I closed my eyes, shaking my head before I finally looked up at him. “But you still had to go to her to see it. You still chose her over me. Don’t you see that?” I mimicked.
He gaped at me, speechless for the first time since he’d walked through the door, and a quiet part of me cried out in victory.
I sighed, adjusting my bag on my shoulder. “Look, maybe we were just better off friends. Maybe what I thought we could have was all just… just…”
I waved my hands in the air, searching for the right word, but Mikey cut me off, rushing toward me before I could back away. His hands reached for me, grasping me at the elbows, his eyes wild as he watched me.
“No, no, it wasn’t just anything, Kylie. It isn’t just anything.” His tired eyes searched mine. “I love you.”

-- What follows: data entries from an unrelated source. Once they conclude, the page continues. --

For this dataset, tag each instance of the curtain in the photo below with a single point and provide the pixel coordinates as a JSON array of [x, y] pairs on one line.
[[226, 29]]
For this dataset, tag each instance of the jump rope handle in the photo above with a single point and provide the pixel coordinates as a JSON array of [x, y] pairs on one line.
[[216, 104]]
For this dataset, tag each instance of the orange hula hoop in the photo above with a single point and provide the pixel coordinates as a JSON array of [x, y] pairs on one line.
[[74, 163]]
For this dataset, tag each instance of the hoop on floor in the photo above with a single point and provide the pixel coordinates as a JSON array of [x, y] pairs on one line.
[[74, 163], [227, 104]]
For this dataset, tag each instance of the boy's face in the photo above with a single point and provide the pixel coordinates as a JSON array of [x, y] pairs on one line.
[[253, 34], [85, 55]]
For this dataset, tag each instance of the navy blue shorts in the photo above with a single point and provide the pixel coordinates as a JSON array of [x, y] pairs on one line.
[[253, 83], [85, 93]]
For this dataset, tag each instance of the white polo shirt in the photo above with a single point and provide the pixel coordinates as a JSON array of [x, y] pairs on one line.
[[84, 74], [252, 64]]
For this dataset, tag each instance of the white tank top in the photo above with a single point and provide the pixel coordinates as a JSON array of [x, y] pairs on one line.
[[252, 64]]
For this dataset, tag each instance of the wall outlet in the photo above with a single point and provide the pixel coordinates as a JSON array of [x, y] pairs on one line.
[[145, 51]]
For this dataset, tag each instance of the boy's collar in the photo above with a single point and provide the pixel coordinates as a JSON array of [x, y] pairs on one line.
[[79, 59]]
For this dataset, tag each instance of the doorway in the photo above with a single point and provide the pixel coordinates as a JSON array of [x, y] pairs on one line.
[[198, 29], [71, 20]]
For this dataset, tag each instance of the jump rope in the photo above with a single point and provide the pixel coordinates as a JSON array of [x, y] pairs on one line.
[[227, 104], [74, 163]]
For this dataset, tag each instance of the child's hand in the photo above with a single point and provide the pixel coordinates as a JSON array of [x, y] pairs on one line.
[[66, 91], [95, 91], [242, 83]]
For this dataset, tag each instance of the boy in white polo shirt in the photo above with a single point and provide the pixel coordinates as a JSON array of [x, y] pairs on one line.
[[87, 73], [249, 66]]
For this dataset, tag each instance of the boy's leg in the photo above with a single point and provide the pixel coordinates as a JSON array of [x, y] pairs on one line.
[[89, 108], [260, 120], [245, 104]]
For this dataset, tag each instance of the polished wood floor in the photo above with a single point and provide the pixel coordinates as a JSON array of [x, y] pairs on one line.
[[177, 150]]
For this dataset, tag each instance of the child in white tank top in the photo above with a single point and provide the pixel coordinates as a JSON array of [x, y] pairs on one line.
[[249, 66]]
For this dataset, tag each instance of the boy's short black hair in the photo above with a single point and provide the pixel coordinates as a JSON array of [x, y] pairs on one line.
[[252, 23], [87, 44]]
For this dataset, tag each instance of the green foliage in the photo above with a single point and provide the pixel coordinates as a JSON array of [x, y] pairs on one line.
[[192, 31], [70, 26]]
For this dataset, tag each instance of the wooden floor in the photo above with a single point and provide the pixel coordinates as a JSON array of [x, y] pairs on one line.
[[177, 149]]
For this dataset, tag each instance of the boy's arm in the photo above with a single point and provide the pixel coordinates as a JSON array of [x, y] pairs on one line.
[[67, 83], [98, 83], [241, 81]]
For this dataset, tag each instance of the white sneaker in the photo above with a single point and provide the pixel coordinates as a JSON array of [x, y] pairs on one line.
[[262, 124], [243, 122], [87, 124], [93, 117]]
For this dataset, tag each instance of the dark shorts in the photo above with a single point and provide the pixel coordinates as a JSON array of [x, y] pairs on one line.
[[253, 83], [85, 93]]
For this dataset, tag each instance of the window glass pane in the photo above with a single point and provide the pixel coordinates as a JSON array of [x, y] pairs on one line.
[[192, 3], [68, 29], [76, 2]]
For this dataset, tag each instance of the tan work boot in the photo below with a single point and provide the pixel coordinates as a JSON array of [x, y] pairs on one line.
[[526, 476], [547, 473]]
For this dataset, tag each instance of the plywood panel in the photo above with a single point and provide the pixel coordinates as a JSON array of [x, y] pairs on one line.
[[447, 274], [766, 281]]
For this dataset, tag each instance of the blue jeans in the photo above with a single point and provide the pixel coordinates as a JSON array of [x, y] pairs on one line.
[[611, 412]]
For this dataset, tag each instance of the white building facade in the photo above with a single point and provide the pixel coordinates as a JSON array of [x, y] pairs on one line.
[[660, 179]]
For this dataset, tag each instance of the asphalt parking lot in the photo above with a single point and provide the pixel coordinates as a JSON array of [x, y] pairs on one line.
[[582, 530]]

I winced. “Please, stop saying that.”
“But it’s true. I—”
“If it was true, you wouldn’t have gone to Bailey when I begged you not to!” The words came out rushed and pitched and urgent, my heart racing wildly and betraying the calm demeanor I was aiming for. “You would have picked me,” I said, the word breaking along with my heart.
“Kylie…”
“You say you don’t want her, but why should I believe you? You went running to her as soon as she called you, completely disregarding everything between us,” I reminded him, gesturing to the space between us. “You chose her. Why wouldn’t you do the exact same thing the next time she calls you up and crooks her finger and says jump?”
“If you give me the chance—”
“I did,” I said, bottom lip quivering hard. “I did give you the chance. But I won’t be second place. I don’t deserve to be.”